“Una valle con la più alta densità al mondo di straordinari ingegneri per lo più noiosi”. Una magistrale definizione di Silicon Valley da parte di Adriano Marconetto, torinese che la Valle californiana l’ha conosciuta direttamente (pur senza essere noioso). Un luogo dove si guadagna tantissimo e si lavora moltissimo, spietato al di là di quanto si possa immaginare. Dove tutti vogliono arrivare ma da dove la metà riparte, sconfitta, dopo pochi mesi.

Poco importa se ora alcune aziende la stanno abbandonando per trasferirsi lontano dalla California per una serie di motivi fiscali ed ambientali. Ciò che conta era l’idea, vincente, di attrarre e concentrare intelligenze per produrre qualcosa, in questo caso innovazione tecnologica. Ma la stessa logica può essere applicata a qualsiasi settore.
In fondo le prime proposte di Beppe Sala, sindaco di Milano, in vista del suo secondo mandato vanno in questa direzione. Sala è un sindaco mediocre, ma umanamente è peggio, però ha la capacità di ascoltare le idee intelligenti. Ed ha ipotizzato di creare tanti poli in Milano, tante realtà autosufficienti che offrano tutto e di più in un’area raggiungibile in un quarto d’ora.
Più facile a dirsi che a farsi. Ma sarebbe un progetto molto più facilmente realizzabile al di fuori delle grandi città. Perché i centri storici, a Milano, Torino, Roma e Napoli, sono lontani dalle periferie ed offrono servizi che in periferia non ci sono e che non potranno esserci. Si può moltiplicare il numero degli uffici anagrafici per agevolare le periferie, ma non si può pretendere che la Rinascente si moltiplichi in ogni quartiere, che il Quadrilatero della moda si replichi ovunque, dalla Bovisa a Lambrate.
Nei piccoli centri, al contrario, tutto è già concentrato in un’area limitata. Dunque serve soltanto la capacità di attirare le intelligenze, le competenze. Cioè proprio quello che, in pratica, non si vuol fare per paura di alterare gli equilibri locali.
La paura, il sentimento che ormai caratterizza maggiormente gli italiani, dal Nord al Sud, compresi quelli che dichiarano di non sentirsi italiani.
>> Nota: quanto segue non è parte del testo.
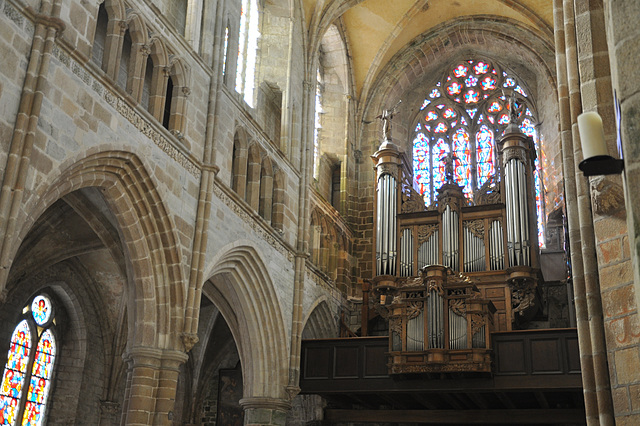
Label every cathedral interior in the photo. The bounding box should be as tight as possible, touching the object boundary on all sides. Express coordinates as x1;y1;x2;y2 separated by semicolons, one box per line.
0;0;640;426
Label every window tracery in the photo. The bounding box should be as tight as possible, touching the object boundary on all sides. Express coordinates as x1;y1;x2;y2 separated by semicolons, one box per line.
413;60;544;244
0;294;57;426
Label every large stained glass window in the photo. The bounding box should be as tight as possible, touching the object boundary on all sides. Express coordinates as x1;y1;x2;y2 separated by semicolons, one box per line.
0;294;56;426
413;60;544;245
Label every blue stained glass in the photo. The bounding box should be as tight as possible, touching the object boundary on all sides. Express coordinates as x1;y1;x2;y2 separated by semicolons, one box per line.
413;133;431;203
464;75;478;87
473;61;489;74
431;139;450;195
520;117;536;139
447;81;462;96
476;125;495;187
433;121;447;133
503;77;516;87
453;129;471;197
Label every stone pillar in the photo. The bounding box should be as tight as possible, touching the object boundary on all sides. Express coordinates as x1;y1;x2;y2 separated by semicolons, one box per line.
122;347;188;426
240;397;291;426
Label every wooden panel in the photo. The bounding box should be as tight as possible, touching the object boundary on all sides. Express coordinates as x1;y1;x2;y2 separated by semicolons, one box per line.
304;347;331;379
333;346;360;379
531;338;562;374
495;340;527;374
364;345;389;378
565;336;582;373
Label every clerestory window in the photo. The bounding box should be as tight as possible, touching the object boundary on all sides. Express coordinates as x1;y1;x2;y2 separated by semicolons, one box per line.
413;60;544;245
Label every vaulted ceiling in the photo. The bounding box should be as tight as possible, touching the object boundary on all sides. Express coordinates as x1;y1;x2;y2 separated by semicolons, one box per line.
303;0;553;104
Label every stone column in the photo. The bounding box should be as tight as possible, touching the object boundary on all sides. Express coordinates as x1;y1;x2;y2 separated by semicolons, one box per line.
122;347;188;425
240;397;291;426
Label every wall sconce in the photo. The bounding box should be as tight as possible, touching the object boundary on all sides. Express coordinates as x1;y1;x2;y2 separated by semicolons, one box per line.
578;112;624;176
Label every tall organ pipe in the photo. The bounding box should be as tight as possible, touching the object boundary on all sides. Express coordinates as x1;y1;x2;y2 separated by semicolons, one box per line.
376;174;397;275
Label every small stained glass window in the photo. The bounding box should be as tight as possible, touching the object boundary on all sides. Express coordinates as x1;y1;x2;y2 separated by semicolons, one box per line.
0;294;57;426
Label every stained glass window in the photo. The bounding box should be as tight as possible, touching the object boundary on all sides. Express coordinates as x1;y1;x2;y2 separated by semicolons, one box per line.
413;60;544;246
0;294;56;426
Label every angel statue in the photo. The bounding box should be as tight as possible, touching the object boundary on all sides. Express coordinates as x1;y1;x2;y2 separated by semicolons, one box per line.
440;152;460;183
376;100;402;141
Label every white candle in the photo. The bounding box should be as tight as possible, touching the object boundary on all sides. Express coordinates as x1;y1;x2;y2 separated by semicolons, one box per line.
578;112;609;160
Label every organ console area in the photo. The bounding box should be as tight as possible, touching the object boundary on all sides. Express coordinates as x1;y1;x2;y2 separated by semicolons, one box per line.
362;121;541;375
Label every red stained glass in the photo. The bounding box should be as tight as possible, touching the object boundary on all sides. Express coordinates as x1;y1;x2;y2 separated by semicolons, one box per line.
447;81;462;96
473;61;489;74
476;125;495;187
453;64;468;78
464;75;478;87
464;90;480;104
433;122;447;133
487;101;502;112
480;76;497;90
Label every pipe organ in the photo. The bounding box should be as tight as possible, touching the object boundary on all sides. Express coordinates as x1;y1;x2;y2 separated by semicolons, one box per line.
367;119;539;374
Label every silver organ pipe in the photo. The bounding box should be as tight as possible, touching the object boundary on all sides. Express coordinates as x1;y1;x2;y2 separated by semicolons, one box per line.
471;325;487;348
400;228;413;277
407;311;424;351
442;205;458;271
427;290;444;349
463;226;486;272
489;220;504;271
449;308;467;349
505;158;530;266
376;174;397;275
418;230;439;269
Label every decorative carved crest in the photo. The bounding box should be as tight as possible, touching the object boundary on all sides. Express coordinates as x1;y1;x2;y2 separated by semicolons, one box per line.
418;223;438;245
463;219;484;240
449;299;467;317
473;176;500;206
407;301;424;320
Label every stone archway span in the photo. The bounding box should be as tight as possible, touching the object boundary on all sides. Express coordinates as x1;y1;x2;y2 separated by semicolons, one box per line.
202;242;289;401
302;296;338;339
13;151;184;351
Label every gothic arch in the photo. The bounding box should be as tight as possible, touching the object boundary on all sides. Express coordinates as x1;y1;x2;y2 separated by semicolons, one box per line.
302;296;338;339
14;151;184;350
202;245;289;399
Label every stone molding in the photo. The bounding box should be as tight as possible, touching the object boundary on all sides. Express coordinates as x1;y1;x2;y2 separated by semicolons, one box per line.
52;45;201;179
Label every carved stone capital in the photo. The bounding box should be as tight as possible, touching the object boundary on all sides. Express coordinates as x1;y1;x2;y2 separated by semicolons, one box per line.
180;333;200;352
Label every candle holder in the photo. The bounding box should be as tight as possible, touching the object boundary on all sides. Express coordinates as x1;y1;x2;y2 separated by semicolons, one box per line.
578;155;624;177
578;112;624;176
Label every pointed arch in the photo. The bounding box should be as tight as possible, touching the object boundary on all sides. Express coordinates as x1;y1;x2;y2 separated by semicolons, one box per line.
14;151;184;350
302;296;338;339
231;127;249;199
245;143;262;211
202;245;289;399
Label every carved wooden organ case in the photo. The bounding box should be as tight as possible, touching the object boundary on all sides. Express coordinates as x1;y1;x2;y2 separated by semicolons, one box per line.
370;126;540;374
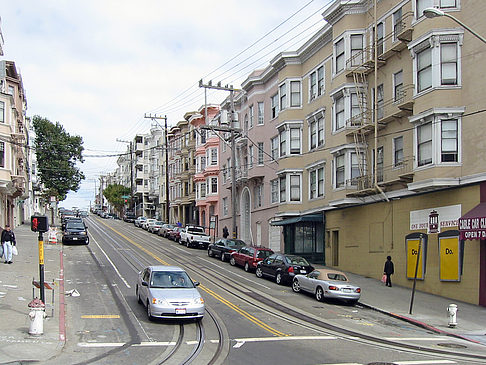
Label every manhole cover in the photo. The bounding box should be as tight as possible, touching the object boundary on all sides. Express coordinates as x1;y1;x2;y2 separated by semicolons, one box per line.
437;343;467;349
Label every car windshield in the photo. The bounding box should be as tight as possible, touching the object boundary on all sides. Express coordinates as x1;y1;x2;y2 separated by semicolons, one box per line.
286;256;309;266
150;271;194;289
257;250;273;259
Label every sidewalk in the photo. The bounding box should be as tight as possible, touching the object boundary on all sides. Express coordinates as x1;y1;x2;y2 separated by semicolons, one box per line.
318;264;486;345
0;225;64;363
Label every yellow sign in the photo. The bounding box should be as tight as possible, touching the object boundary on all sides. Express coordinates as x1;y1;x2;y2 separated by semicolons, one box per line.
39;241;44;265
407;238;424;279
439;237;461;281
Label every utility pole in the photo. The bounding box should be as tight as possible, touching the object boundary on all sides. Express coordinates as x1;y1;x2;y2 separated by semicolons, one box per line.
199;79;241;238
144;114;170;223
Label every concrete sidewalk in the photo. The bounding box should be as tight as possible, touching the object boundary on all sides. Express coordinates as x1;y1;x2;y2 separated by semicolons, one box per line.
0;225;64;363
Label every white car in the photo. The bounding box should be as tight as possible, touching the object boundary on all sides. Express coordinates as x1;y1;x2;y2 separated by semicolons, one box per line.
135;266;205;321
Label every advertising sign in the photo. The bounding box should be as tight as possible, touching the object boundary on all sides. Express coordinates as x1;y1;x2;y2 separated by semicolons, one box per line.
439;236;462;281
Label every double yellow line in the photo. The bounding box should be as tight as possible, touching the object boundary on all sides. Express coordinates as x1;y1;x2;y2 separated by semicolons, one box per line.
98;220;288;337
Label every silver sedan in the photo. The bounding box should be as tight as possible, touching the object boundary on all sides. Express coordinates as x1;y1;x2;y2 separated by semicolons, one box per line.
136;266;204;320
292;269;361;304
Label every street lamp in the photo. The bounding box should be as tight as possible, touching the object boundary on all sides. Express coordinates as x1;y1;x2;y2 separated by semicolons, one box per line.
424;8;486;43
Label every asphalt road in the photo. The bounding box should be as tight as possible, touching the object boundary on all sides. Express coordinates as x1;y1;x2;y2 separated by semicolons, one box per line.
48;216;484;365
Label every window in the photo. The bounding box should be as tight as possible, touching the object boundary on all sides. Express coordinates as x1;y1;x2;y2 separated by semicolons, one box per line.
278;84;287;110
393;70;405;103
0;142;5;167
257;101;264;125
309;167;324;199
290;128;300;155
278;175;287;203
393;136;403;167
270;179;279;204
440;43;457;85
417;122;432;166
334;38;345;73
290;175;300;202
290;81;302;107
417;48;432;92
258;142;263;165
334;95;344;130
335;154;345;188
309;116;324;149
270;137;279;161
223;198;228;217
351;34;364;66
270;94;278;119
440;119;458;162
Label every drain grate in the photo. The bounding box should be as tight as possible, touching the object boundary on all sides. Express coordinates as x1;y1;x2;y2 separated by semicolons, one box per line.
437;343;467;349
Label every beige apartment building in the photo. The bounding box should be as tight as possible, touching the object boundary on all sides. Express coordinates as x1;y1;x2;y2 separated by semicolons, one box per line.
221;0;486;305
Facile far dilagare il terrore di una malattia tra una popolazione che ha paura di doversi confrontare con qualcuno più preparato, più intelligente, più competente. La logica della cooptazione vale in ogni angolo della Penisola e delle Isole: promuovere i peggiori per non avere concorrenza.
I risultati sono disastrosi, ma si procede. I ragazzi più preparati, o con più sogni, abbandonano le piccole realtà perché non offrono prospettive affascinanti. Da fuori non arrivano competenze e professionalità perché vengono osteggiate da chi non si sente all’altezza delle sfide che comporterebbe la creazione di poli di intelligenza.

Sono falliti i progetti autoreferenziali di artisti che volevano recuperare borghi abbandonati nell’illusione che bastasse quello per trasformarli in Caravaggio o Michelangelo. Mentre non si è neanche provato a fare qualcosa nei luoghi dove sarebbe stato più facile: le località turistiche. Laddove si ritrovavano filosofi ed architetti, ingegneri e musicisti, industriali e docenti universitari. Sarebbe bastato un personaggio locale a fare da catalizzatore per far rete, per mettere in relazione i cervelli degli ospiti, per farli interagire, per far nascere iniziative a favore del territorio.
Ma era più facile aumentare i prezzi nelle pizzerie, nei negozi, per i servizi. Tanti, maledetti e subito.